A critical opportunity lies ahead at the Climate and Development Ministerial hosted by the UK on March 31 in its role as host of COP 26. As COP President, the UK must play a serious role not just in creating important spaces for dialogue, but also showing leadership and setting an example to restore eroding trust. Accountability mechanisms must be put in place to ensure targets are set and agreements are fulfilled.
We have already seen the dangerous effects of “vaccine nationalism” on the global efforts to tackle COVID-19 in a comprehensive, effective and sustainable fashion. It would be unforgivable if a similar approach takes hold in the climate sphere, and this is why the UK as COP host needs to step up and show courageous leadership.
One issue that needs to be urgently addressed is delivery of the promised climate finance. Recycling promises with no implementation is unacceptable. In 2009, industrialised nations pledged to help the poorest by mobilising $100 billion each year by 2020. Every year since, these countries have renewed their promise, but so far failed to deliver.
As COP host and G7 President in 2021, the UK is uniquely placed to galvanise wealthy countries to step up their support, particularly to help the poorest adapt.
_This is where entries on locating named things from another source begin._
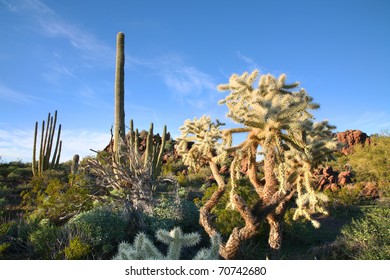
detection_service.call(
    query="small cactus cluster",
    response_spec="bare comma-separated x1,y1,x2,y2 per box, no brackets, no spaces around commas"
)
31,111,62,176
114,227,221,260
128,120,167,180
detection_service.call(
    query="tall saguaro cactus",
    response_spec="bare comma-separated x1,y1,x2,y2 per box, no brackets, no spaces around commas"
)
31,111,62,176
128,120,167,180
114,32,125,162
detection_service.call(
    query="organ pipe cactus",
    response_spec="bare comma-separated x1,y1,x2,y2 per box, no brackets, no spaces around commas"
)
31,111,62,176
113,32,125,162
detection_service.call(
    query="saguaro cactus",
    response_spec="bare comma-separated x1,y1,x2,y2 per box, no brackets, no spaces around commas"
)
114,32,125,162
31,111,62,176
128,120,167,180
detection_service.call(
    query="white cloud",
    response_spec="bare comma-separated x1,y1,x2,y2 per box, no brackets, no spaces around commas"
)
130,55,216,107
0,129,110,162
0,81,40,103
353,111,390,134
1,0,115,65
237,52,260,71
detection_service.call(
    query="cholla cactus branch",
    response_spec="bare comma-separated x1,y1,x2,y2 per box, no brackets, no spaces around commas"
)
179,70,335,258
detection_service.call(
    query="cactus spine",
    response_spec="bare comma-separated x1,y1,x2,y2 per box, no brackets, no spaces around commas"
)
31,111,62,176
114,32,125,162
128,120,167,180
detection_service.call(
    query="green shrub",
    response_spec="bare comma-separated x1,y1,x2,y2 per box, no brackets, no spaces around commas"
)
349,135,390,196
29,220,65,260
23,175,93,224
325,184,364,212
64,237,91,260
337,208,390,260
66,207,128,258
309,208,390,260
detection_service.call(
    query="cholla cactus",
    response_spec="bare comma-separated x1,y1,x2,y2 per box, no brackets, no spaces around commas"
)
114,227,220,260
179,70,336,258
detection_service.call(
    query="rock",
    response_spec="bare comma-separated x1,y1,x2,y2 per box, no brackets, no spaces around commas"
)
337,130,371,155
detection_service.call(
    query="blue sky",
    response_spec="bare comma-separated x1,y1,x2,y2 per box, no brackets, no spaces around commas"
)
0,0,390,162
Our most effective defence is to avoid the worst impacts of climate change, by urgently cutting global emissions. Those most responsible, both high-emitting countries and polluting companies have a critical role to play in committing by COP26 to reduce emissions in line with the science - and showing they are serious about transforming economies and business models.
When Idai struck Southern Africa in 2019, United Nations Secretary General António Guterres described it as “another alarm bell” sounding out a warning on climate change. That bell rings shrilly every day for the most under-resourced in our world. There is no more time for lethargy by governments and the private sector. The time for meaningful climate justice action is now.